La victoire d’Alexis Tsipras, lors du référendum du 5 juillet, pose un dilemme aux autres Etats membres de la zone euro et complique la reprise de négociations. Ne pas relâcher la discipline budgétaire tout en préservant la monnaie unique : pour Bruxelles, la voie est étroite. Et à Athènes, le temps presse.
Plébiscité à Athènes, l’intransigeant Grec Alexis Tsipras exaspère à Bruxelles. Jusqu’au bout, avec le même mélange d’amateurisme et de légèreté qui a caractérisé, tout au long de ces cinq mois, la conduite des négociations par son gouvernement, le Premier ministre issu de la gauche radicale a tenté de se donner le beau rôle. Mais les tergiversations grecques ont lassé ses interlocuteurs européens. Les autres représentants des Etats membres de la zone euro sont agacés par ces Grecs qui disent oui à Bruxelles, puis non, une fois de retour à Athènes. Le 20 février, en échange d’une prolongation du plan européen de sauvetage, Tsipras s’était engagé à définir un calendrier de réformes.

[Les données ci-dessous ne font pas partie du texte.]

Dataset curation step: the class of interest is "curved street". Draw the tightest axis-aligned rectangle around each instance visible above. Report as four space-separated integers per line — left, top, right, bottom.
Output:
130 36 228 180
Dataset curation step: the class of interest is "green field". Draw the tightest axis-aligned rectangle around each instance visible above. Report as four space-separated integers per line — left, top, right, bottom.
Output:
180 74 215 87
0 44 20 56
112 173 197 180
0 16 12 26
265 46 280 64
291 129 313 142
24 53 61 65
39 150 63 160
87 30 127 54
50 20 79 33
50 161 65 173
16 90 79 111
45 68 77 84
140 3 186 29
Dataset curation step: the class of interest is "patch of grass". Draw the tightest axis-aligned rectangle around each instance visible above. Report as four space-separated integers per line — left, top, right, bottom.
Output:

Quatre mois plus tard, rien de substantiel n’est venu. Comment croire dès lors, aujourd’hui, que le pouvoir d’Athènes a la capacité de réformer ? L’attitude méprisante du ministre des Finances Yanis Varoufakis, qui, au dire de l’un de ses interlocuteurs, » nous donne un cours magistral d’économie politique comme s’il était dans un amphi d’université mais se défile lorsqu’on lui demande des précisions chiffrées « , en a découragé plus d’un. Les revirements de Tsipras, qui, à plusieurs reprises, est revenu sur la parole donnée à ses homologues et à Jean-Claude Juncker, l’ont discrédité. » C’est comme demander à un étudiant en médecine de pratiquer une opération à coeur ouvert » : vraie ou fausse, la comparaison prêtée à Angela Merkel révèle la piètre estime dans laquelle le Premier ministre grec est tenu par ses homologues.

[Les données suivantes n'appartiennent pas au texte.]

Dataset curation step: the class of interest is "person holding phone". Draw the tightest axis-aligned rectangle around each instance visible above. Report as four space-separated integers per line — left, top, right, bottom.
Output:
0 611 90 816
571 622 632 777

Le bilan du gouvernement de la coalition formée par le parti d’extrême gauche Syriza et le petit parti souverainiste de droite les Grecs indépendants est, de fait, peu reluisant. Sa stratégie de confrontation a échoué. Le choix d’une rhétorique misant sur la victimisation n’a jamais débouché sur un quelconque gain au-delà des frontières. Tout au contraire. Le nouveau pouvoir à Athènes a été incapable de se trouver des alliés parmi les gouvernements européens et de rompre le consensus favorable à la » consolidation » budgétaire, comme on dit à Berlin.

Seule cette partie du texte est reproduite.